Readers joining me as a I wrestle with work, home, career, family, opting out, and leaning in . . . I have more.

Like this one by Lisa Belkin, published in the Huffington Post in March: “The Retro Wife Opts Out: What Has Changed, And What Still Needs To“. 

Belkin wrote an article  in the New York Times Magazine 10 years ago – 10! – about the The Opt-Out Revolution, and she has some updates.

“Looking back over 10 years and a lot of reporting, I have come to see my mistake when writing “The Opt-Out Revolution.” I confused being pulled toward home with being pushed away from work.  . . .  I did not fully understand,  that what looked like a choice was not really what these women wanted most. . . . In other words, if they’d had a third path — they might well have taken it.”

Paulette Light writes in The Atlantic about opting out and on-ramping.

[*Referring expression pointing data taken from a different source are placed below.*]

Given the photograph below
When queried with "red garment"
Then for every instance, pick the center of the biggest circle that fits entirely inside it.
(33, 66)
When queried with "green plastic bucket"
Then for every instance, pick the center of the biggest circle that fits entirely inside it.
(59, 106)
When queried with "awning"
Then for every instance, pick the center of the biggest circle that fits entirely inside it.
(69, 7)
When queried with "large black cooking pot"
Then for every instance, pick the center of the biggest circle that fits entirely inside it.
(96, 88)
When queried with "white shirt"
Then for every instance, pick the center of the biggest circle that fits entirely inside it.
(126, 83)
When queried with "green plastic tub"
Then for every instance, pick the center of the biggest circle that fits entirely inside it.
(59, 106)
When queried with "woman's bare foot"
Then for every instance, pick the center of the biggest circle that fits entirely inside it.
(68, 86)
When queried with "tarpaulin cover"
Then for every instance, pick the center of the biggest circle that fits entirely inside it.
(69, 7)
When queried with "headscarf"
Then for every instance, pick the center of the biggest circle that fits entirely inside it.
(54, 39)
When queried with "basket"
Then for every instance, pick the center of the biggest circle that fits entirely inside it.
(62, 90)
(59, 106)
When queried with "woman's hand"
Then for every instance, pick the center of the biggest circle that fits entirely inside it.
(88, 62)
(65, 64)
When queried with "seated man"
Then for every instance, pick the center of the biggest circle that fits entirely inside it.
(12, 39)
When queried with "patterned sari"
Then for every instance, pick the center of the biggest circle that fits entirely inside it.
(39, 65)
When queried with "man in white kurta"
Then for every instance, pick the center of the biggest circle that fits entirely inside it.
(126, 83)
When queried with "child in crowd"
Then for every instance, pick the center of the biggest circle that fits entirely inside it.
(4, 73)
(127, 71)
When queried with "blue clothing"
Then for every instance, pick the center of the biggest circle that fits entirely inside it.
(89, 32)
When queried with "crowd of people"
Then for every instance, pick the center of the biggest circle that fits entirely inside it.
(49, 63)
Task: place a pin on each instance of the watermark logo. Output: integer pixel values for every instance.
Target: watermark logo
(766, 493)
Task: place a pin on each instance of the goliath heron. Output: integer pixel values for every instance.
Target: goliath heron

In “Why 43% of Women With Children Leave Their Jobs, and How to Get Them Back,” she proposes a new structure for businesses and parents.

“I am not arguing that I am owed anything for past performance, only that I could potentially be a valuable player if work could be structured differently . . .  If you want high-achieving mothers back in the workforce, don’t give us an office and a work week filled with facetime, give us something to get done and tell us when you need it by.”

And oh, ouch. This one’s tough: Why I Regret Being a Stay-at-Home Mom by Grown and Flown on Huffington Post. (One editorial comment: I was a headline writer for years. I know how to make a few words pack a punch, but this one isn’t the whole truth. She’s just reflecting, 20 years later, about what she gained and what she missed. But it got your attention right?)

“I stayed home with my kids because I wanted to be with them. I had a job that allowed me very little time with them on weekdays and I felt our time was short. I did not stay home because I believed they needed me or that the nanny I had hired could not do a great job.

Now, on the downslope of parenting, I have misgivings about my decision to stay home. While I don’t know any parent who regrets time spent with their kids, especially kids who have moved on to their own lives — and I include myself among them — in hindsight, my decision seems flawed.”